Passikoff adds that brand engagement correlates very highly with positive consumer behavior, sales and profits.
“All you have to do is look and see how the brand is doing in the marketplace to confirm customer assessments,” he added.
Brand engagement — defined as the degree to which a brand is seen to meet the expectations consumers hold for the Ideal in the category — is a leading-indicator of positive consumer behavior and brand loyalty. They are the ultimate measure for the brand, which according to Passikoff, should always be the beneficiary of any marketing or advertising effort.
“People can be engaged with a show or a social network or an event or an experience, but those are methods of engagement. Brand engagement is the ultimate goal,” he said.
By examining how well 64 brands — each at the bottom of their respective categories in the 2014 Brand Keys Customer Loyalty Engagement Index — did at meeting those expectations for their Ideal (100%), Brand Keys identified the 10 least engaging brands for 2014. From the lowest level of engagement, brands ranked as follows:
1. Blackberry 52%
2. Quiznos 57%
3. Kmart 59%
4. Sony (e-readers) 60%
5. WOW search engine 60%
6. Sears (64%)
7. American Apparel 65%
8. Budweiser (regular) 70%
9. Coty Cosmetics (71%)
10. Volkswagen (79%)
“Brands compete in specific categories,” said Passikoff. “By seeing how well customers think a brand measures up to meeting their Ideal retailer, or beer or smartphone, allows for cross-category rankings like these.”

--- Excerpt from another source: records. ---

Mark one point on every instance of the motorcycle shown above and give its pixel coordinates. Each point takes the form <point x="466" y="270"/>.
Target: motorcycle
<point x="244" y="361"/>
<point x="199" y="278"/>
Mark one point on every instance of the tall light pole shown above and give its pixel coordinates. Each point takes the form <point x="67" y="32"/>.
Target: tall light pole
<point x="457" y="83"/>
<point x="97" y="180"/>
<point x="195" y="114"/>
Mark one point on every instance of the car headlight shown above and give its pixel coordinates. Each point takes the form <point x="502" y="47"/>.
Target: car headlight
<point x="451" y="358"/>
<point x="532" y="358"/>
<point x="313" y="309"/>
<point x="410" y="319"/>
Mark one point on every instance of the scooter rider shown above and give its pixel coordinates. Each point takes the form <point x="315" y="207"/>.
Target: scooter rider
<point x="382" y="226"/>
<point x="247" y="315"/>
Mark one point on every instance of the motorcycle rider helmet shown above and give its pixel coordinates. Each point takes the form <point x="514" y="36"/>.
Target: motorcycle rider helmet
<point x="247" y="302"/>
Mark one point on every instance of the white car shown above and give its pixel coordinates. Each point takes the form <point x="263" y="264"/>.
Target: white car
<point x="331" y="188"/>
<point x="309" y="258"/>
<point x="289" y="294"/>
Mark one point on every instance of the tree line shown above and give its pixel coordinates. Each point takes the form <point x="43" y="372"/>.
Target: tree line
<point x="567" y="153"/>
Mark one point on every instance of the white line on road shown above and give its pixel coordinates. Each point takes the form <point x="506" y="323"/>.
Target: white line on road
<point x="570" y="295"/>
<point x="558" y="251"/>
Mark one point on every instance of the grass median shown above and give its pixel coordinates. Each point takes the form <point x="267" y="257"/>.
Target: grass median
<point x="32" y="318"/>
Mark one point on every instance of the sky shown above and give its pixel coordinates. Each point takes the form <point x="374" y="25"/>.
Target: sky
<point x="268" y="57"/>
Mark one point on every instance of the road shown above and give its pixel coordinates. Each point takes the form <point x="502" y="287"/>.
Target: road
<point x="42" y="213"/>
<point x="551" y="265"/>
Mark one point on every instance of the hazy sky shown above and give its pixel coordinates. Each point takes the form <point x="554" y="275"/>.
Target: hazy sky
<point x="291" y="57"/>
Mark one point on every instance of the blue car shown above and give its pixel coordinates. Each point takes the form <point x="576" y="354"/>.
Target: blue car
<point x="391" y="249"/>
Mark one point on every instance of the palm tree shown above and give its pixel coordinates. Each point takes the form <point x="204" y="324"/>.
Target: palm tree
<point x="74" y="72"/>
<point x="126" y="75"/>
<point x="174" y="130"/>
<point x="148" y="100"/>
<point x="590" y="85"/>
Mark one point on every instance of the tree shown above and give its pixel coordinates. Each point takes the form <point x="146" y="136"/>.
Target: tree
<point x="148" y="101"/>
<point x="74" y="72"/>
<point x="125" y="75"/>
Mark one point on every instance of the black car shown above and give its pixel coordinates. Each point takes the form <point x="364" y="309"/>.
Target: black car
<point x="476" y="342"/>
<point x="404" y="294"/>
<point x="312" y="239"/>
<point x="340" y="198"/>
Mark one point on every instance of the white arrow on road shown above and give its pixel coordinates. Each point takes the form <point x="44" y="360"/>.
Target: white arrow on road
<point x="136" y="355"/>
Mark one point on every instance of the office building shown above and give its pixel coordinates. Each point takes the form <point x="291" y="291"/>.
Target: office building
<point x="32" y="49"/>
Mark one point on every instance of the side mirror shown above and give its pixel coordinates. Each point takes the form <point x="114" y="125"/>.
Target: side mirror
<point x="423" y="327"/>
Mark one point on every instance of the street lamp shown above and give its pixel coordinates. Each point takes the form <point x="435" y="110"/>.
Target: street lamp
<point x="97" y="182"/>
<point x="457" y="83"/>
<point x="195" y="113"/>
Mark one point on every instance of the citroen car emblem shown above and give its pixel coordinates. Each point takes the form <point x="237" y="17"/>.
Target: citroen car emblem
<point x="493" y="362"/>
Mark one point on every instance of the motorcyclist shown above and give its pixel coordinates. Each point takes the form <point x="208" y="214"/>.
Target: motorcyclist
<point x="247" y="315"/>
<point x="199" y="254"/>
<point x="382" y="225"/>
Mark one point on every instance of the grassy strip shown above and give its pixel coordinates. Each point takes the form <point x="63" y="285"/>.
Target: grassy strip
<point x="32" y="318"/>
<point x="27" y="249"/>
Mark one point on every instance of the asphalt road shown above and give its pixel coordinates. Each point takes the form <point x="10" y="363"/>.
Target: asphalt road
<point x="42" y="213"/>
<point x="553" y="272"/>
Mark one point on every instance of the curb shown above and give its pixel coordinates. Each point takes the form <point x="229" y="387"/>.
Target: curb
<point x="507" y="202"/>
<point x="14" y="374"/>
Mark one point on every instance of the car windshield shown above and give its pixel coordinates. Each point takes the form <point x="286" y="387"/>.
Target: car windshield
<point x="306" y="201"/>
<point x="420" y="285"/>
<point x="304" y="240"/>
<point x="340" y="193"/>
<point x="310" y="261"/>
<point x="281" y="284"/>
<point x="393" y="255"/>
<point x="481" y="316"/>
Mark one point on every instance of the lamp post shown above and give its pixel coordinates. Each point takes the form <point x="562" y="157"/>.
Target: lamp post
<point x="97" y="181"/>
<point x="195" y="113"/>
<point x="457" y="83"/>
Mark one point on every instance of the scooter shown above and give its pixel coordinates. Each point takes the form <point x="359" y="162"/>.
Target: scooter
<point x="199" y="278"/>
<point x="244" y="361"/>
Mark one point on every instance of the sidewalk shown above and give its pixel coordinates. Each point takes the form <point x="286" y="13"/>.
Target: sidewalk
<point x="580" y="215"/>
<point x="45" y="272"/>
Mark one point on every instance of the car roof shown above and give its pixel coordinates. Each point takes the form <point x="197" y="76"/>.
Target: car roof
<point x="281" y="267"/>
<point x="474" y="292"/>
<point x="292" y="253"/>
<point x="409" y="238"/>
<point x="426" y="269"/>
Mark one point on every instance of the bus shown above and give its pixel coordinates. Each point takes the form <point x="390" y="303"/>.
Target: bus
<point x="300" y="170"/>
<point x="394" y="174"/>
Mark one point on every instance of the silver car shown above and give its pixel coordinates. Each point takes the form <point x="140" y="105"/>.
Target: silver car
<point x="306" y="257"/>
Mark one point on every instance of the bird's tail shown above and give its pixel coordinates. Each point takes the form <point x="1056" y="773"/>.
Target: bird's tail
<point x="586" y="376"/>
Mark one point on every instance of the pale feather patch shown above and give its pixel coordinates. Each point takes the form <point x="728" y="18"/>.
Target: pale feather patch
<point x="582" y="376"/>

Numerous validation studies have proven that the benchmark for brand success is something higher than 85%.
“Below that, you are generally looking at a brand in trouble. Where engagement is high consumers behave better toward a brand and the brand sees more sales and, along with that, should also see increased share and profits. Where engagement is low, the reverse happens,” added Passikoff. “Always.”
For the Brand Keys 2014 survey, 32,000 consumers, 18 to 65 years of age, drawn from the nine U.S. Census Regions, self-selected the categories in which they are consumers, and the brands for which they are customers (top-20%). Seventy percent were interviewed by phone, 25% via face-to-face interviews (to include cell phone-only households) and 5% participated online.
Assessments are based on an independently validated research technique that fuses rational and emotional aspects of the categories to identify the behavioral drivers for each category-specific Ideal. The Ideal describes a precise path-to-purchase, describing how the consumer will view the category, how they will compare brands and, ultimately how they will engage with the brand, buy and remain loyal. Then the assessments measure how well the brands own customers see the brand meeting expectations consumers hold for the Ideal (100%) for a specific category.